Monday, May 25, 2015

Hadoop and Big Data - A Year Later; A New Normal in Corporate Development Lifecycle

Gartner business model is not based on first principles - analysts have no real, direct experience with a particular technology. It is more like People Magazine approach: he said this, she said that, let's invent a name here, define a trend there.  Most of IT industry analysts and journalists are not an exception to this rule.
It is an amazingly shallow, yet generally accepted business model. It'd be like Siskel and Ebert writing about movies they haven't seen. ( Or I am too naive when I suppose you should know what you write about ? ).

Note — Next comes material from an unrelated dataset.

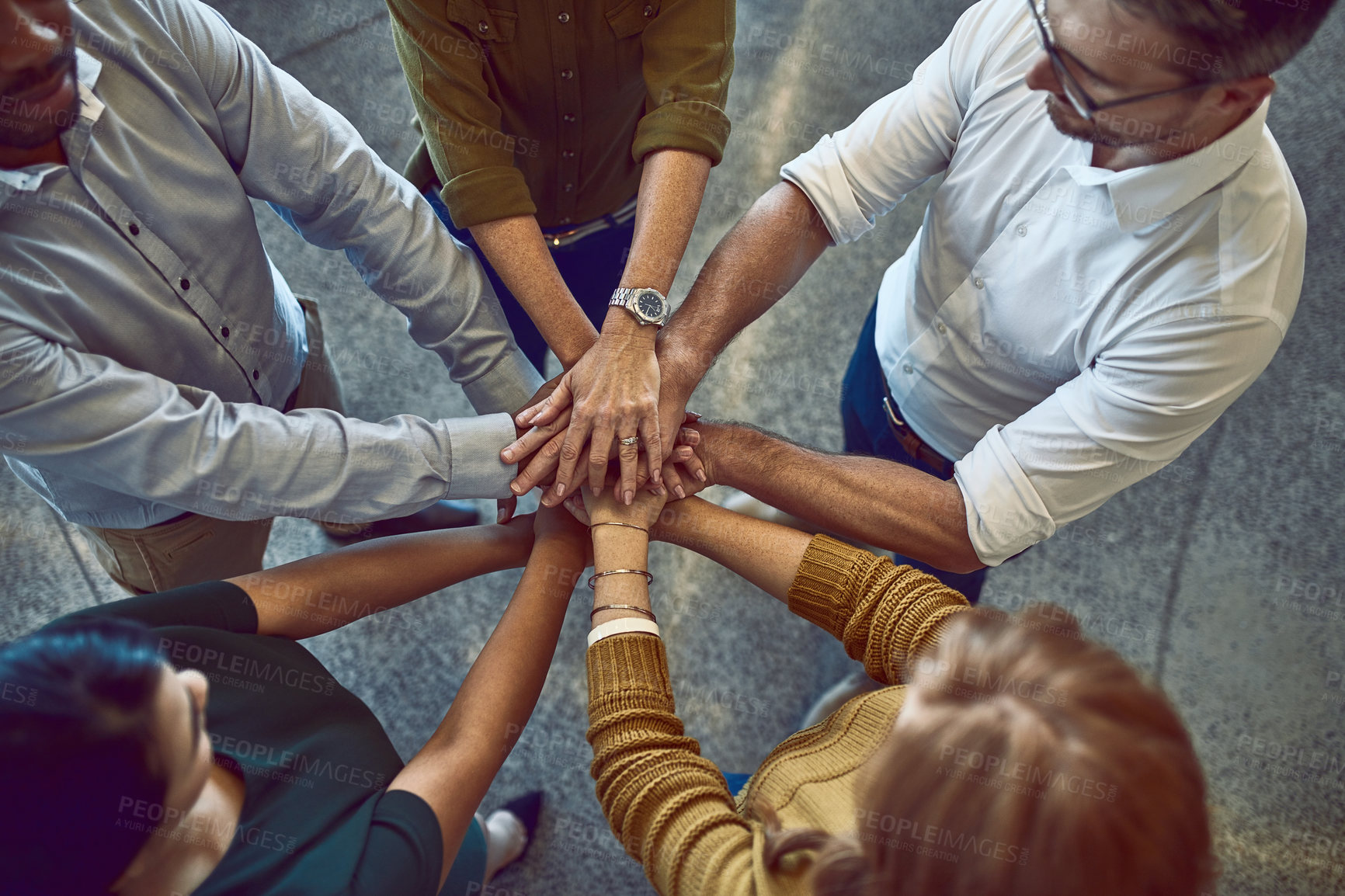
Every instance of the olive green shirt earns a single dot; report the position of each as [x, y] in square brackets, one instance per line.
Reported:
[549, 106]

I'll keep on ranting about Gartner - I also have a problem with their infamous hype cycle. Do they really think they discovered the Generic Law of Technology/Innovation, i.e. something like Moore's Law ? Are there any technologies that perhaps didn't quite follow hype cycle ? I think it is one of examples how humans are predisposed to "see" patterns and believe in cliches, tea leves etc. Actually even Gartner's analysts themselves claim they are surprised when they "see" some technology follows their hype cycle curve.

( Still ranting ) - since Gartner's main business is to go around and trade gossip, you gotta give them a credit for at least accurately describing current state of IT affairs. They can't predict anything ( who can  ? ), but they know what is ( and isn't ) going on within IT industry.  In Hadoop/Big Data case,  Gartner says: slow, steady, staged, and that is fairly accurate assessment of a current Big Data landscape.

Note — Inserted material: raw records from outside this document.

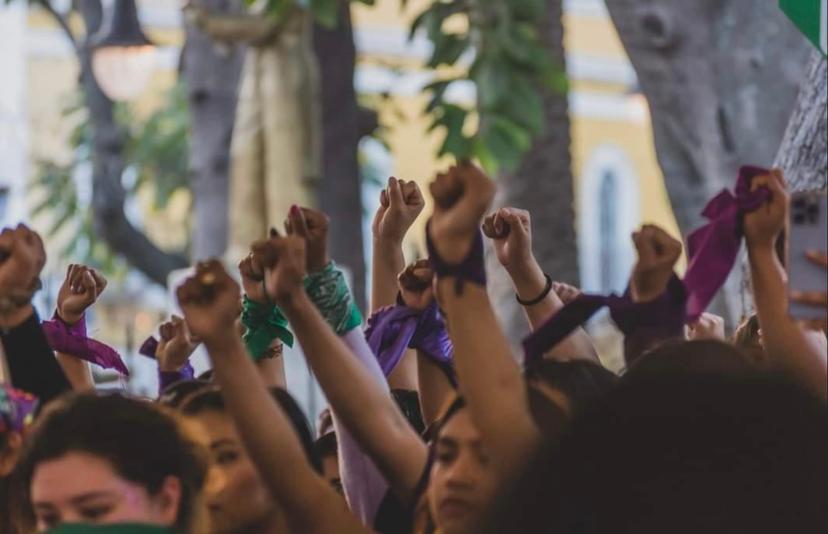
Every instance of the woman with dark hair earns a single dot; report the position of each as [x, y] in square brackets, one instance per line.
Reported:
[110, 460]
[236, 499]
[696, 439]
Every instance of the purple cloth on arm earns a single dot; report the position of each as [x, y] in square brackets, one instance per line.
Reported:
[73, 341]
[393, 330]
[643, 324]
[713, 248]
[165, 379]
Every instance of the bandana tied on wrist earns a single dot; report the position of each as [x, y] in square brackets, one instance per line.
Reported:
[149, 348]
[74, 341]
[644, 324]
[264, 323]
[329, 291]
[713, 248]
[393, 330]
[472, 269]
[16, 409]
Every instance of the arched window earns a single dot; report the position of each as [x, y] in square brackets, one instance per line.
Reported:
[608, 196]
[608, 213]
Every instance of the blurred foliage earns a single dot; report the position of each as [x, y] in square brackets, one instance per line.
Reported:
[501, 53]
[325, 12]
[156, 156]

Steady, staged part refers to the fact that Hadoop and Big Data are now a staple of corporate IT.
Nothing revolutionary is happening ( yet  ), but a beachhead is established for a new generation of Google-style MPP computing in corporate IT. One of the major problems with Big Data/Hadoop is that classic corporation is still unsure what to do with it and how to get there ( where ? ). This is not your run-of-the-mill ERP rollout, or yet another corporate OLTP  application with relatively clearly defined specs, technology, goals and timelines.
We are looking for what to do around Big Data project; how to collect and interpret data; we run into various limitations ( immature/non performing technology, missing crucial features ). Last but not least, classic corporate developers are quantitatively and qualitatively nowhere close to what Google has. When corporations say: "How can Google do this ? Why can't we do the same?", it is similar to saying: how can Seinfeld marry 30 years younger woman. Yes, he can, and no,  you can't, period.
Then there is corporate IT staff  resistance to learn new software that is not ( yet ) associated with big bucks, secure employment, big names and career advancement.

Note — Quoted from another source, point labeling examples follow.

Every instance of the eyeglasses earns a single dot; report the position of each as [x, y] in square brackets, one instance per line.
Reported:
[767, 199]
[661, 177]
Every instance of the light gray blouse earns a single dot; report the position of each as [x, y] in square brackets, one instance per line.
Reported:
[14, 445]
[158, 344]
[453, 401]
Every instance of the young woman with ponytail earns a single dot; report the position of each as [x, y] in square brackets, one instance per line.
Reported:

Hadoop eco system also suffers from immaturity and lack of enterprise class features ( "why do you want to backup ", I was asked by a leading Hadoop distributor ). You can't perform random read/write in HDFS, which ripples all the way to the inability to have secondary indexes in Impala, for example. Limitations are many and often surprising. For example, Impala simply errors out when there is insufficient memory to complete a query and Cloudera ( vendor ) is working on fully supporting spill-to-disk "feature".

On the other hand, you can have 5TB/hour of data transferred between Hadoop clusters residing miles away. You can ingest and process volume and types of data at prices that you can only dream of with standard RDBMS technologies like Oracle. That sure sounds like disruptive technology scenario might be unfolding.

And yet it moves. If not in your company, then it will somewhere else. Slowly and steadily. No pressure.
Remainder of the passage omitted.